К нам в гости напросился родственничек. В самый разгар сезона. В тот самый момент, когда на набережной яблоку негде упасть; когда автобусы с туристами нескончаемым потоком несутся, не давая спокойно перейти на другую сторону улицы; когда все гостиницы забиты, а все из фауны, что еще недавно двигалось, поглощается, все, что лилось – выпивается; когда запахи моря и тропической флоры круто смешиваются с запахами пота и духов отдыхающих.
     - Это, наверное, дальний родственник твоего папы, о котором никто никогда ничего не слышал, - ворчит мама, поглядывая на веранду, где папа копошится, что-то выискивая в груде металлического хлама .
     - Эх, Косой, это удар ниже пояса! - Папа отчаянно возмущается, но при этом так, чтобы мама его не слышала. – Дел невпроворот: тут и машина, и рыбалка, и... В общем, как всегда мамины родичи перепортят всю малину. Эх, Косой, это удар ниже пояса!
    Один я спокоен, я-то знаю, что заниматься нашим родственничком все равно буду я. Так было, так есть, так будет.
     - Место жительства надо было правильно выбирать, - бросаю я свой наболевший упрек прямо на склоненную над столом лысеющую макушку отца.
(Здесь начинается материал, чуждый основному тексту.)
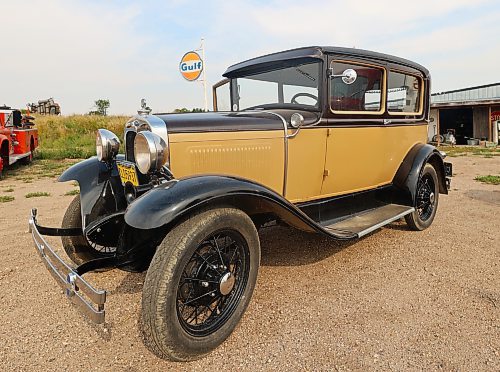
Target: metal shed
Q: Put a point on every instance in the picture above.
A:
(472, 113)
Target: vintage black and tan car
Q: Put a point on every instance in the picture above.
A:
(324, 139)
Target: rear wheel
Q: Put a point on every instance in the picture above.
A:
(199, 284)
(78, 248)
(426, 200)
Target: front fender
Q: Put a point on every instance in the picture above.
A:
(168, 203)
(101, 191)
(406, 177)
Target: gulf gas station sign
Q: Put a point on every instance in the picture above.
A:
(191, 66)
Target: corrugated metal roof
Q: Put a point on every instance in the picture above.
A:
(474, 95)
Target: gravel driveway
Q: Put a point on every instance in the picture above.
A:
(395, 300)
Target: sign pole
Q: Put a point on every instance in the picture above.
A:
(192, 66)
(204, 72)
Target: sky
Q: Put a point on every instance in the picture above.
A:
(78, 51)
     - Запомни, сынок, место жительствf выбираем не мы, а оно нас, - парирует папа, не отрываясь от своих поисков в слесарных завалах. - Понятно?
     - Имя, фотографию, час прибытия? – требую я.
     - Молодец, сынок, правильно понимаешь ситуацию, - кивает отец и достает из кармана брюк смятую бумажку в 20 евро. – Родина тебя не забудет.
     - Передай родине, что инфляция уже выше 4 процентов, - говорю я, пряча  деньги в свой потертый бумажник.
     - Родина – не банк, -заканчивает прения на свободную тему отец.
     - А жаль, - говорю я ему, собираясь встречать неведомую родню.
***
     Здоровенный детина с нетерпением ждет меня в назначенном месте. Седая борода, переходящая в стриженный сноп на голове, запах спиртного вперемешку с запахами дорогого французского одеколона то ли изо рта, то ли от всей его ауры. Плюс торопливое желание, как можно скорее быть узнанным.
     - Ну как, сынок, - баритонит он, - узнал?
     - Узнал, - вру я.
     - Сразу?
     - А то!
     - Молодец! – радуется он, как дитя. – Хвалю, замедленной реакцией не страдаешь.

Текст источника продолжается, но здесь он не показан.